Authors: James Jordon, Jinsung Yoon, Mihaela van der Schaar
Reference: James Jordon, Jinsung Yoon, Mihaela van der Schaar, "Differentially Private Bagging: Improved utility and cheaper privacy than subsample-and-aggregate", Neural Information Processing Systems (NeurIPS), 2019.
Contact: jsyoon0823@gmail.com
This directory contains implementations of DPBag framework for constructing differentially private classification model using a real-world dataset.
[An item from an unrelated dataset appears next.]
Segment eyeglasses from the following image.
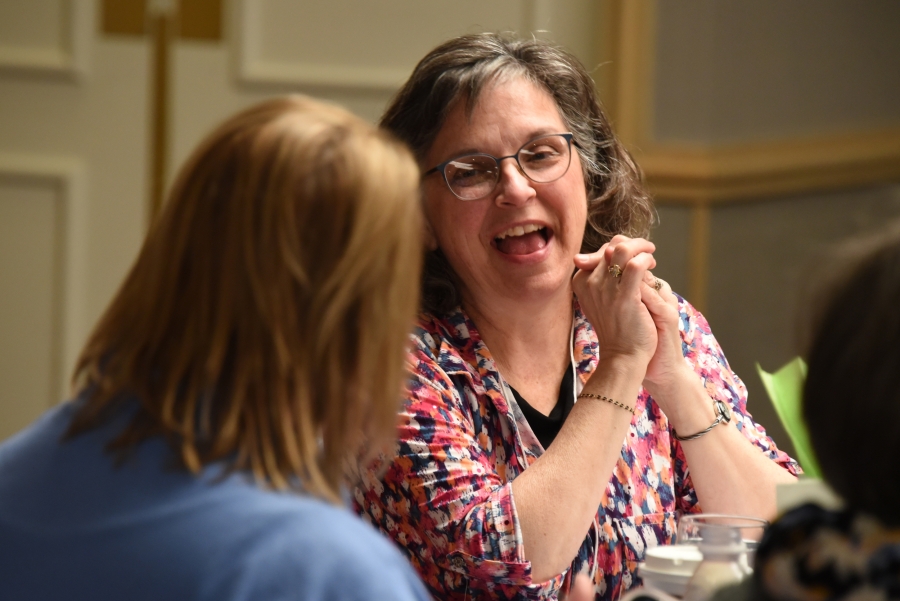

- Adult data: https://archive.ics.uci.edu/ml/datasets/adult
To run the pipeline for training and evaluation on DPBag framwork, simply run python3 -m main_dpbag.py.
(1) data_loading.py
- Transform raw data to preprocessed data (train, test, valid sets)
(2) dpbag.py
- Core Differentially Private Bagging algorithm
- Use train and valid sets with user-defined parameters (n, k, epsilon, delta) to construct differentially private classification model
- Use test set to evaluate the performance of differentially private classification model
(3) main_dpbag.py
- Report Accuracy, AUC, APR, and Privacy Budget for each differential privacy inputs
- data_name: adult
- epsilon: differential privacy parameter
- delta: differential privacy parameter
- teacher_no: the number of teachers in PATE framework
- lamda: hyper-parameter of DPBag on DP noise
- part_no: the number of partitions
- exp_iteration: the number of experiment iterations
Note that network parameters should be optimized.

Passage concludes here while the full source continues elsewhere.